Por Marco Severini — Em um movimento que altera a tectônica de poder no Médio Oriente, os Estados Unidos e o Irã formalizaram um memorando de entendimento que promete encerrar hostilidades e abrir caminho para negociações futuras. O documento, assinado a distância pelos presidentes Donald Trump e Massoud Pezeshkian, prevê que Teerã dilua o seu urânio enriquecido como parte de um processo de verificação e, em contrapartida, Washington suspenderá uma parcela das sanções econômicas.

O protocolo, que abrange também o teatro libanês do conflito, representa o desfecho de uma crise iniciada em 28 de fevereiro por ações conduzidas por Estados Unidos e Israel contra a República Islâmica, confrontos que, segundo relatos, causaram milhares de vítimas, sobretudo no Irã e no Líbano. A assinatura foi anunciada por um porta-voz do ministério das Relações Exteriores iraniano, Esmail Baghai, e confirmada por fontes americanas.

O presidente Trump afirmou ter rubricado o documento enquanto se encontrava na Reggia de Versalhes, na França. Um vídeo divulgado pela Casa Branca e replicado por membros da sua equipe mostra o momento simbólico da assinatura e a entrega do memorando ao secretário de Estado norte-americano, Marco Rubio. O gesto ocorreu na presença do presidente francês, Emmanuel Macron, cuja reação foi registrada em aplausos: um sinal público de aprovação num palco de alta diplomacia.

Inicialmente, estava prevista uma cerimônia formal de assinatura na Suíça, com a participação do vice-presidente americano JD Vance e do presidente do Parlamento iraniano, Mohammad Bagher Ghalibaf.
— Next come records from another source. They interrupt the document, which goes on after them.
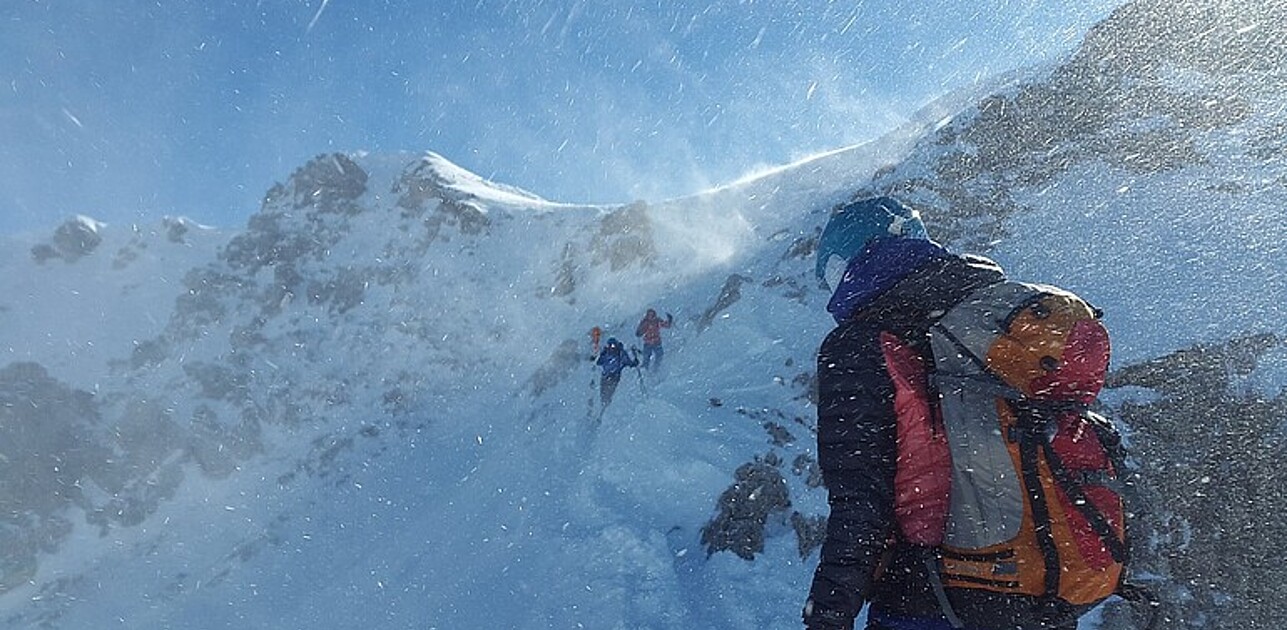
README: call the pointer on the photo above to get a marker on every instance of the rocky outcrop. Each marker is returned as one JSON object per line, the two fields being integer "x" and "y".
{"x": 75, "y": 238}
{"x": 1210, "y": 505}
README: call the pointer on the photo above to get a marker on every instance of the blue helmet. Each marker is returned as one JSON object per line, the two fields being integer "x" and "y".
{"x": 857, "y": 224}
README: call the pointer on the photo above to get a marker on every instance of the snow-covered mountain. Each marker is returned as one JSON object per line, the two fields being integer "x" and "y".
{"x": 370, "y": 406}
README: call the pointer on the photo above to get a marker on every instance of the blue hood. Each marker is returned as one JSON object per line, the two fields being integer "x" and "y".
{"x": 882, "y": 264}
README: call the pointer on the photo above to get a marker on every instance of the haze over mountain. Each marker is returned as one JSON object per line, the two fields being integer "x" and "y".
{"x": 370, "y": 405}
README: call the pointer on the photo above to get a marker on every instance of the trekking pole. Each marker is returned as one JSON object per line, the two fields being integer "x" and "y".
{"x": 635, "y": 354}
Com a confirmação da assinatura à distância, essa cerimônia passou a ser considerada desnecessária, segundo relatos oficiais.

Apesar da oficialização do memorando, o cenário retórico permanece tenso. Ghalibaf descreveu o acordo na emissora estatal como uma evidência do “ fracasso dos Estados Unidos” face ao Irã, enquanto o secretário-geral do Hezbollah, Naim Kassem, saudou o resultado como uma “grande vitória” e manifestou que o documento incorpora o reconhecimento do papel do front libanês. Em mensagem televisiva, Kassem encorajou forças alinhadas a aproveitar o momento para tentar expulsar Israel do Líbano.

O Líbano entrou formalmente no surto de hostilidades em 2 de março, quando o Hezbollah lançou foguetes contra alvos israelenses em apoio ao Irã. Desde então, a diplomacia tem tentado, por diferentes vias, estabilizar a região — inclusive por negociações diretas entre Beirute e Jerusalém, iniciadas sob a égide americana no mês de abril, que agora enfrentam novo impasse diante das declarações de atores regionais.

Do ponto de vista estratégico, este acordo funciona como um movimento de xadrez: abre possibilidades de desescalada mas não resolve, de imediato, as fragilidades estruturais das relações entre as potências regionais. A assinatura em Versalhes coloca sobre a mesa um mapa de compromissos que exigirá verificação, garantias e — sobretudo — paciência institucional. O verdadeiro teste será a implementação verificável das medidas de diluição do urânio e a correlata suspensão de sanções, num quadro em que cada passo é observado como se fossem peças deslocadas num tabuleiro com fronteiras ainda por desenhar.